Identification of ferroptosis-related genes in ulcerative colitis: a diagnostic model with machine learning

Ann Transl Med. 2023 Feb 28;11(4):177. doi: 10.21037/atm-23-276.

Abstract

Background: Ulcerative colitis (UC) is an idiopathic, chronic disorder characterized by inflammation, injury, and disruption of the colonic mucosa. However, there are still many difficulties in the diagnosis and differential diagnosis of UC. An increasing amount of research has shown a connection between ferroptosis and the etiology of UC. Therefore, our study aimed to identify the key genes related to ferroptosis in UC to provide new ideas for diagnosis UC.

Methods: Gene expression profiles of normal and UC samples were extracted from the Gene Expression Omnibus (GEO) database. By combining differentially expressed genes (DEGs), Weighted correlation network analysis (WGCNA) genes, and ferroptosis-related genes, hub genes were identified and then screened using Lasso regression. Based on the key genes, gene ontology (GO) and gene set enrichment analysis (GSEA) analyses were performed. We used NaiveBeyas, Logistic, IBk, and RandomForest algorithms to build a disease diagnosis model using the hub genes. The model was validated using GSE87473 as the validation set.

Results: Gene expression matrices of GSE87466 and GSE75214 were downloaded from the GEO database, including 184 UC patients and 43 control samples. A total of 699 DEGs were obtained. From FerrDb, 565 genes related to ferroptosis were identified. The 1,513 genes with the highest absolute correlation coefficient value in the MEblue module were obtained from WGCNA analysis. Five hub genes (LCN2, MUC1, PARP8, PLIN2, and TIMP1) were identified using the Lasso regression algorithm based on the overlapped DEGs, WGCNA-identified genes, and ferroptosis-related genes. GO and GSEA analyses revealed that 5 hub genes were identified as being involved in the negative regulation of transcription by competitive promoter binding, cellular response to citrate cycle_tca_cycle, cytosolic_dna_sensing pathway, UV-A, and beta-alanine metabolism. The logistic algorithm's values of the area under the curve (AUC)were 1.000 and 0.995 for training and validation cohorts, and sensitivity is 0.962, specificity is 1.000, respectively, as determined by comparing various methods.

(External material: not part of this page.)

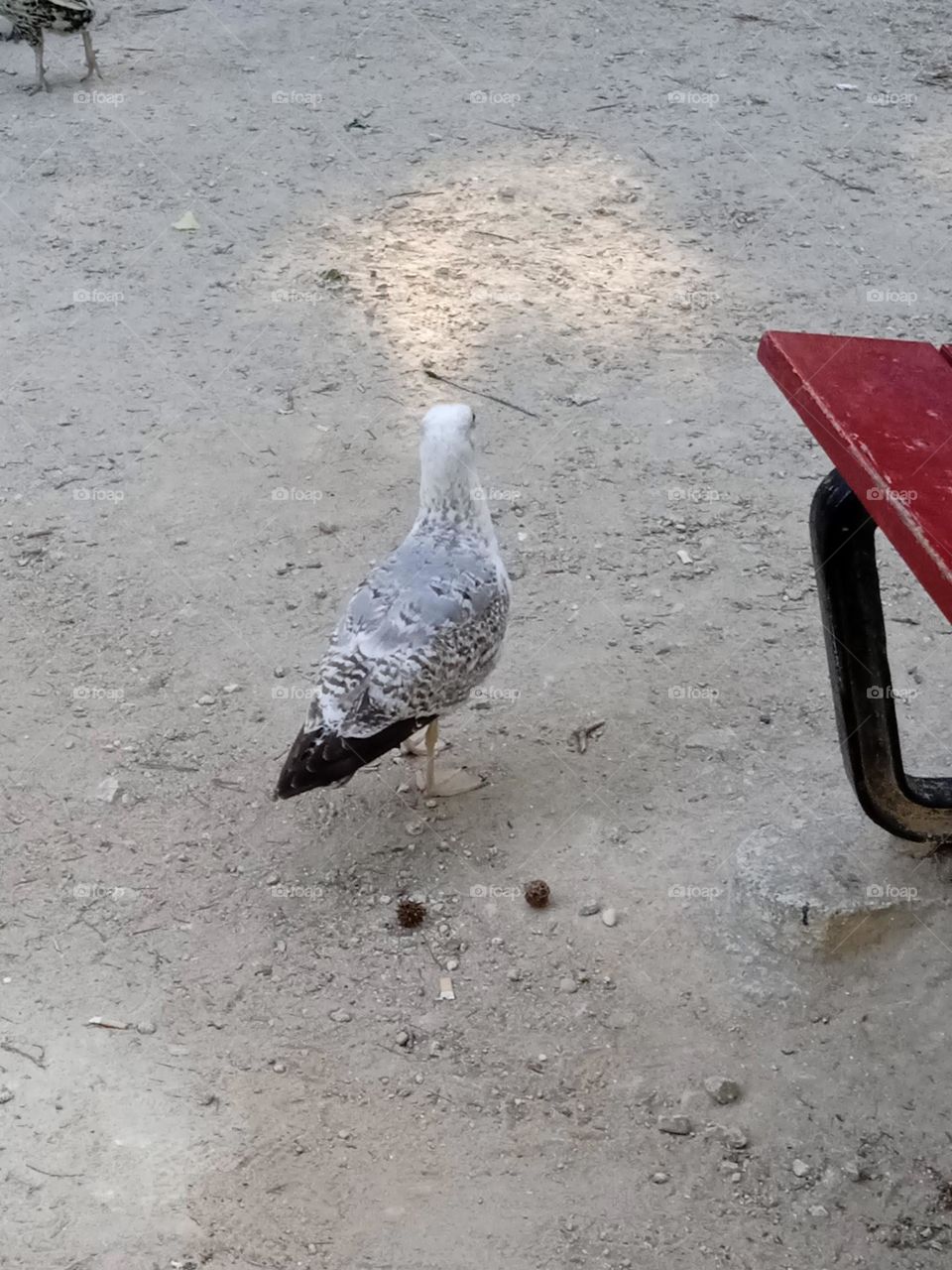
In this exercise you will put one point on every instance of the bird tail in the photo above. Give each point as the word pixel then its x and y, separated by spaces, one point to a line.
pixel 318 758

Conclusions: The previously described hub genes were identified as being intimately related to ferroptosis in UC and capable of distinguishing UC patients from controls. By detecting the expression of several genes, this model may aid in diagnosing UC and understanding the etiology and treatment of the disease.

Keywords: Ulcerative colitis; bioinformatic analysis; diagnostic model; ferroptosis.